New to this Harvest Moon is a stamina gauge. Before, your character would just stop for a moment and take a breath if he or she was tired, but now there is a bar at the bottom of the screen that decreases as you work during the day. If it happens to go all the way done, you pass out and end if in the doctor’s building and then you have to rest for the rest of the day. The problem is that it’s way too limiting. The gauge can grow bigger if you get certain berries, but at the beginning of the game it’s too small and your bad quality tools drain it easily. If it gets really low you have two options: get some food to replenish it or end your day. Obviously, the latter might be a little inconvenient, but usually trying to fish will drop the gauge to 0% and at the beginning, you might not be able to afford the food at the stores. It becomes less of a problem later in the game, when the gauge is bigger, and your new tools don’t drain it so easily, but at the beginning it’s a real chore.
There are many festivals in the game. Most of these consist of you having you donate something so the festival can actually take place, such as an egg for the Egg Festival, but most of these are pretty uninteresting. Others involve you having your farm animals compete against your rival’s farm animals. Most of these can’t be won at the beginning of the game, so there is lot of incentive to play through many years during the game. Then there are other festivals that involve you and somebody else of the opposite sex on a romantic date. These are usually pretty boring as only a couple of lines are said and then it’s over. Also, if you decide to marry the person you went on this date with, you’ll have to hear the same lines every year of the game.
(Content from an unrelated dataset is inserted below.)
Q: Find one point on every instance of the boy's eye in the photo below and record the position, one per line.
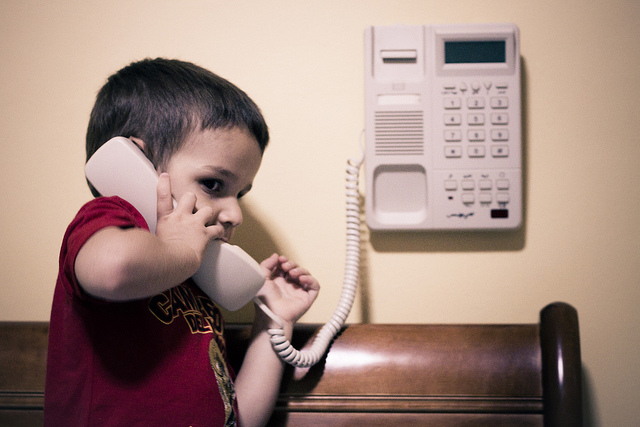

Compared to A Wonderful Life, the graphics feel like a serious downgrade. The once rich and lavish textures aren’t there anymore and the game just doesn’t feel as immersive. The game looks as cutesy as ever, but that works too its advantage. Frame rate problems often occur when there are lots of things on screen and that becomes pretty annoying because situations like that often occur. The game sounds a little dated, too. The sound effects are good, but some things just seem so unrealistic. Things like how baby chickens and adult chickens both sound the same stands out a little and considering things like this weren’t in the previous Harvest Moon game makes you wonder a little. The music for the most part is good. Some songs just don’t fit in, though.
Though it's not packing the biggest presentational punch, Harvest Moon: Magical Melody delivers the solid addictive gameplay that has been come to be expected from the series for a while now. Sure, it can get a little annoying at times, but it still has a load of things to do that will ensure that you will be playing it for countless amount of hours, and any Harvest Moon veteran or a newcomer with a lot of patience is sure to get a kick out of it.